Price Of Competitor Keyword Data: One Subpoena

    July 6, 2007
    WebProNews Staff

A revived squabble between two recreational flooring companies has resulted in Google being subpoenaed for some of its keyword purchase data. The full implications of the order are not yet known, but third parties are nervous about being pulled in, and others worry about competitive data being de facto purchased through the courts.

Our favorite blawger (law blogger) on the scene of these cases, Eric Goldman, has been following Rhino Sports v. Sport Court for a while now. The case goes back to 2002, when Sport Court strong-armed Rhino Sports into agreeing not to use the phrase "sport court" directly or indirectly on the Internet – not for domains, sponsored links, HTML, tags, you name it.

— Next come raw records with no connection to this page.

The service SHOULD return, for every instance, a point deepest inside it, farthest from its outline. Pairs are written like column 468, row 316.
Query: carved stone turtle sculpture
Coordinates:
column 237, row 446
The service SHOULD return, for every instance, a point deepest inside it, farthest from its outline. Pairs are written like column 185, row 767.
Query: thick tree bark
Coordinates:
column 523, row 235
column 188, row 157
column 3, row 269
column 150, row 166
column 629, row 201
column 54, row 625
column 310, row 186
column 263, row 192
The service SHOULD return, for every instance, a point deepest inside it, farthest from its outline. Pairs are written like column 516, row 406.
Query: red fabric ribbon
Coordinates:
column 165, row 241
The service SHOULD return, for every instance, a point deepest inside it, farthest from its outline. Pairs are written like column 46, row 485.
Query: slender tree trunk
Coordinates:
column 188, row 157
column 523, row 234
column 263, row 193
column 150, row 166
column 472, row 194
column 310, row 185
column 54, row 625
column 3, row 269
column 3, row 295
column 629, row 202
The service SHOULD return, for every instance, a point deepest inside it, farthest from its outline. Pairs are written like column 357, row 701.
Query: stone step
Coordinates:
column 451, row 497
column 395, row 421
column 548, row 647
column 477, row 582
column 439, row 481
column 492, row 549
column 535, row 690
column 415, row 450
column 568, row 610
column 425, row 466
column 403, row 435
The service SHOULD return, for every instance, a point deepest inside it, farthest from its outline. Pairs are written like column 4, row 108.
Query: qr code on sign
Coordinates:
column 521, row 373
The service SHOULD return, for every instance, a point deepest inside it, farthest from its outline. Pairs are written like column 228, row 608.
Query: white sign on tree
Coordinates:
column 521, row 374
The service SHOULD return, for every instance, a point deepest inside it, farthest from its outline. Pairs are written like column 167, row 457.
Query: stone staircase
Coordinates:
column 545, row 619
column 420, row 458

Back in May, after sponsored ads for Rhino popped up with the keyword phrase "sport court," Sport Court dragged them back in front of the judge, who ruled at the time that under Google’s broad-match system that this type of thing could happen without Rhino’s intent.

Since then, Rhino’s been trying to wriggle out of the injunction against bidding on the keyword phrase, which may or may not be why Sport Court has issued a subpoena to Google for its records regarding all purchases of the keyword phrase, cost-per-click calculations, estimated ad positions, and search volume trends.

Apparently, Google is complying, as the company sent notices to all of its advertisers informing them of the subpoena and encouraging them file with the court if they object to Google sharing that data.

It’s unclear if others face risk of litigation if they have bid on the phrase, but what’s clear to Goldman is that this type of data would be valuable to advertisers.

"I suspect every trademark owner and SEO would LOVE to have this data," he writes. "This data may be yours for the price of a complaint and a subpoena."